Cora tried to keep herself in front of Jack, but he stepped out from behind her. Made a motion to shelter her instead.

Cora’s father shook his head in disbelief. “I grew concerned when I didn’t hear back from you,” he said. “Thought you were caught up in something dangerous here. So I paid a visit to my friend Johnny down at the station, trying to decide if I should come up here and check on you.”

His eyes settled on her, the disappointment in them searing. “I can tell you that this is the very last thing I expected to find.”

The security guards were flooding into the room, cordoning people off. Surrounding the painting. The tension in the room was palpable, and even thicker between Cora, her father, and Jack. They stared one another down, hardly breathing.

One of the security guards came up behind them.

“Patrick McCavanagh? Is that you?” he asked. “What are you doing here?”

Cora’s da didn’t take his eyes off Jack.

“Serving as backup,” he said.

The guard looked between them, sensing the strain.

“Everything good here, Patrick?” he asked. His hand came to rest on his gun.

Cora’s father licked his lips. For a moment, Cora didn’t know what he was going to do.

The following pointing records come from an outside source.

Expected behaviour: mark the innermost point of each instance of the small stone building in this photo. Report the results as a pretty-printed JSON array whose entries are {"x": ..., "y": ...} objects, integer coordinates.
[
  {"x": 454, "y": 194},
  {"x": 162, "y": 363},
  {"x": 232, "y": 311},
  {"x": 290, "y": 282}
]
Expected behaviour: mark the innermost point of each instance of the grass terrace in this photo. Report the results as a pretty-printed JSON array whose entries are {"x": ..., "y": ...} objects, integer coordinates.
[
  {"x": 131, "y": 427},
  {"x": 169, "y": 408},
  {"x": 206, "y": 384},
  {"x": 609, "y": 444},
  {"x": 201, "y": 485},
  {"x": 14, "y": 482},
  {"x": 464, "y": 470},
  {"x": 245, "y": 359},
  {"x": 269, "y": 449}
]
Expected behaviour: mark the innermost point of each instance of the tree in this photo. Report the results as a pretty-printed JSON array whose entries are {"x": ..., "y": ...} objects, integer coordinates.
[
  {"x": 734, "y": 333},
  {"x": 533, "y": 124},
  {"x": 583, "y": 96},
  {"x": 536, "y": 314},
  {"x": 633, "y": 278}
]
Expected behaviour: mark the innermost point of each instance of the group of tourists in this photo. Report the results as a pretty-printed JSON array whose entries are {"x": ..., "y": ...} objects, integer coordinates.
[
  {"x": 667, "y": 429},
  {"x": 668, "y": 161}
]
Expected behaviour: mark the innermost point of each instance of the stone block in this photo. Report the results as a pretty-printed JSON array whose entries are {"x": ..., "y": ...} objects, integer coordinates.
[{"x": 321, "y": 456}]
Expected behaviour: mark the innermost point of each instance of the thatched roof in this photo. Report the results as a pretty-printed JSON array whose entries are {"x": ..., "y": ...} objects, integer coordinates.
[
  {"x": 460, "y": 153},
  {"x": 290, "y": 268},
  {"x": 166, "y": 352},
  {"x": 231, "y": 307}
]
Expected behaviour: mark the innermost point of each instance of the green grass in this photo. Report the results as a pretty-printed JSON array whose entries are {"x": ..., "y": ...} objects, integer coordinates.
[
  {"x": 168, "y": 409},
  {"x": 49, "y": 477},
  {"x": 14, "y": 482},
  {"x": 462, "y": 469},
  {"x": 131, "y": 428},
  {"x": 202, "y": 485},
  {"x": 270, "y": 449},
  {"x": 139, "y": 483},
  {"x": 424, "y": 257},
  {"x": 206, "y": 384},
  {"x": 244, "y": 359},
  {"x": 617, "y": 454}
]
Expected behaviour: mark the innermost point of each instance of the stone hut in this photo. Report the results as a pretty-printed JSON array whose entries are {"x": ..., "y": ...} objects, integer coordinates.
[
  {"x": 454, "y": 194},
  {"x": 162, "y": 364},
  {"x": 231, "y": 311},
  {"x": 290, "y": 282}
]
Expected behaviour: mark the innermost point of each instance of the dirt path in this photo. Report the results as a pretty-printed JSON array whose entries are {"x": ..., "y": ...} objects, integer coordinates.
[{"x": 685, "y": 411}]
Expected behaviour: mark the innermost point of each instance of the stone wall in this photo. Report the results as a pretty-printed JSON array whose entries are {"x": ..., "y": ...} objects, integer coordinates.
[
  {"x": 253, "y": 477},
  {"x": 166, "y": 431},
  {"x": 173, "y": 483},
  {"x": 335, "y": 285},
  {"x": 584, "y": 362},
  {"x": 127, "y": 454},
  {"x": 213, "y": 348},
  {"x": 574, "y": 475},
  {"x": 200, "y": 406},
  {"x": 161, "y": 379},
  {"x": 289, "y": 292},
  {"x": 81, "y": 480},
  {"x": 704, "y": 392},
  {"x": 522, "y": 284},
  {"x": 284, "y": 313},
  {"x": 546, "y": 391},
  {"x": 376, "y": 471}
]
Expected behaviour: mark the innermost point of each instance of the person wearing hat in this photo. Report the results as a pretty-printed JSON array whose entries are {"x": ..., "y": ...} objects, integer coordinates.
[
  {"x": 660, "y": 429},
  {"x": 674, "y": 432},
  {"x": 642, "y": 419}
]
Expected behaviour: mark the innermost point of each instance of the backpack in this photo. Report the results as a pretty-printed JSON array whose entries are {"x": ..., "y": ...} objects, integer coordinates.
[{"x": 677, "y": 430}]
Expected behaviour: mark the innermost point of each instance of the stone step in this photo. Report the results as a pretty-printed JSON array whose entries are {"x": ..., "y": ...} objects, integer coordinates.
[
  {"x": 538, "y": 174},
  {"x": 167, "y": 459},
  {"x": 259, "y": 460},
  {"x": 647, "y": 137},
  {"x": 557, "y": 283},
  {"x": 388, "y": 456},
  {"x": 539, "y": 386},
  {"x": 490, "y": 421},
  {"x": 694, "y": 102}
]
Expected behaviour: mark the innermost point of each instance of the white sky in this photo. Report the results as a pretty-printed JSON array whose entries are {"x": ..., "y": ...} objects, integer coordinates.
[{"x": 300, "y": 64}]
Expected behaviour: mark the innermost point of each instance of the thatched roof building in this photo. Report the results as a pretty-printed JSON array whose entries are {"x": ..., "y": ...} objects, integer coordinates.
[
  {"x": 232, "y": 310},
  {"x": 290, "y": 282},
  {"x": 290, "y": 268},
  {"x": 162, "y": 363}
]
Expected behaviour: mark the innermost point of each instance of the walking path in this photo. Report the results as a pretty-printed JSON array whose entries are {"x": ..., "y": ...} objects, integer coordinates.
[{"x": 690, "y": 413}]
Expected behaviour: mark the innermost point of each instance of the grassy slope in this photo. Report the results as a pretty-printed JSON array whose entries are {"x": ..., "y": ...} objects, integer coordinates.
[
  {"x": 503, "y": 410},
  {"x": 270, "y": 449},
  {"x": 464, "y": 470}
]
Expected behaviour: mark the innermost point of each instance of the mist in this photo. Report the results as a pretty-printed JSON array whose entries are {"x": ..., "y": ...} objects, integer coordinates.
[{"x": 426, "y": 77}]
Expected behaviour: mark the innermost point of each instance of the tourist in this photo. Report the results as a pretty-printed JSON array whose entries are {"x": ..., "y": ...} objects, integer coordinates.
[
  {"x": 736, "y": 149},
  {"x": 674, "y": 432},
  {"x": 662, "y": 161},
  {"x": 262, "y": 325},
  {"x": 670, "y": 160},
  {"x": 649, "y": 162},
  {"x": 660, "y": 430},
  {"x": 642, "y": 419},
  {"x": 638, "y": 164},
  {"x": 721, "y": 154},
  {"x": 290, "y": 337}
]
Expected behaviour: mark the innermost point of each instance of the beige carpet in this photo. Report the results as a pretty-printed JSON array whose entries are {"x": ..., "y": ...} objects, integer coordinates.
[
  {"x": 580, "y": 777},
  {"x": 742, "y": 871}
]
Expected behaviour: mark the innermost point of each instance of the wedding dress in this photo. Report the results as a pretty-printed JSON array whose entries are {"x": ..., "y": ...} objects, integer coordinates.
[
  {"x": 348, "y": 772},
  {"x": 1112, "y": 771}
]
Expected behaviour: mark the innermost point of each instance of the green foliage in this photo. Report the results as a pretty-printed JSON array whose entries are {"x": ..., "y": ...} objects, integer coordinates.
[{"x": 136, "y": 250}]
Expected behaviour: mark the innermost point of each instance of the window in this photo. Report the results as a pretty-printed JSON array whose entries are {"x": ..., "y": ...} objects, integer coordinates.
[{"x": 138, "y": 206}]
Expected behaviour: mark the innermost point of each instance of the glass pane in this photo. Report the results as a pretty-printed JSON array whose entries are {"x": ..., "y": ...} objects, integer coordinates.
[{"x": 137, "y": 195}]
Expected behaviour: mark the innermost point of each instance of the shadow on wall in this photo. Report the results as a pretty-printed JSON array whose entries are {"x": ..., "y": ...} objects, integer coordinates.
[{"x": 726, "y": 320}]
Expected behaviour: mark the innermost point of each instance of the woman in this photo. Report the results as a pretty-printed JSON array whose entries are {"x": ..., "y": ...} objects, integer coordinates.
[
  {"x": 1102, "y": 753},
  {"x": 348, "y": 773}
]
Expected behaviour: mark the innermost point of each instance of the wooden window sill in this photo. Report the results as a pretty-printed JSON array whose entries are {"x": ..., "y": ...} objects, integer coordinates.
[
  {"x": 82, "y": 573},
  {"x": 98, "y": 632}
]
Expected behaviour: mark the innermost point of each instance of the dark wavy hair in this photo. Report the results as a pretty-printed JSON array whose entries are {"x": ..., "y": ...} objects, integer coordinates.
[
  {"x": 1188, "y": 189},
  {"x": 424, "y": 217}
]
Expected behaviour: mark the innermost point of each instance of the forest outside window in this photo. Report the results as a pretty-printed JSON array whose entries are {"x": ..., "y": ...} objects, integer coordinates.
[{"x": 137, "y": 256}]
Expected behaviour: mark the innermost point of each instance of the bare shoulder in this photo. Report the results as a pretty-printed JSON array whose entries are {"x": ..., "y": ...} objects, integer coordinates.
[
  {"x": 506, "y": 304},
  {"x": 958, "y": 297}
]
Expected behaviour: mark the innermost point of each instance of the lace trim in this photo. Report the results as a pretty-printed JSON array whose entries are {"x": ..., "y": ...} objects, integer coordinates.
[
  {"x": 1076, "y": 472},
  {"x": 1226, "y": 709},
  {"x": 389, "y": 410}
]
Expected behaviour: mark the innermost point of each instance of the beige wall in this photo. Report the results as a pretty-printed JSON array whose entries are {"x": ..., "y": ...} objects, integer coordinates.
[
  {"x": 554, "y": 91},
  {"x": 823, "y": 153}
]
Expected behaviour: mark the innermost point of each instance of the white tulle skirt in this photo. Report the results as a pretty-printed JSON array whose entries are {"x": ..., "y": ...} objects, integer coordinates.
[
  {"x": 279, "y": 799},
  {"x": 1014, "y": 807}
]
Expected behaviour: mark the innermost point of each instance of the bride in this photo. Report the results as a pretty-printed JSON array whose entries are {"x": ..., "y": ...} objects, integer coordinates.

She held her breath, watching the pulse quicken in Jack’s neck.

“Just accompanying Miss Duluth here for questioning,” Cora’s father finally said.

“All right,” the other guard said uncertainly. Cora’s father waited until he had moved on before taking a menacing step toward Jack.

“Listen very carefully,” he said in a low, gritty voice. “You don’t exist. You died. And if you don’t want that to become your reality, I better never see you again.”

Cora flinched at the animosity in his voice. The look of revulsion on his face. It didn’t change when he turned to look at her.

“Sir—” Jack said, taking a protective step toward Cora. “I—”

“Go.” She said it curtly and turned away from him. To make sure that he did, before her father had a chance to change his mind.

Jack hesitated, searching her face.

“Go,” she repeated softly.

She felt her father stiffen beside her at the intimacy of her tone.

Jack clenched his jaw. He ducked his head into a terse acknowledgment to former Head Guard McCavanagh, then melted into the crowd as the police began to swarm Enchanted Hill.

“Da—” Cora said, but her father cut her off.

“I don’t know what you’ve gotten caught up in here,” he said, stepping forward to block her from Truman’s line of sight. He brandished his weapon subtly as a warning, until Truman looked away. “But just get through this mess tonight and we’ll talk in the morning.”

Her heart rose tentatively at his use of the word “we.”

But she noticed that even so, he never quite looked at her.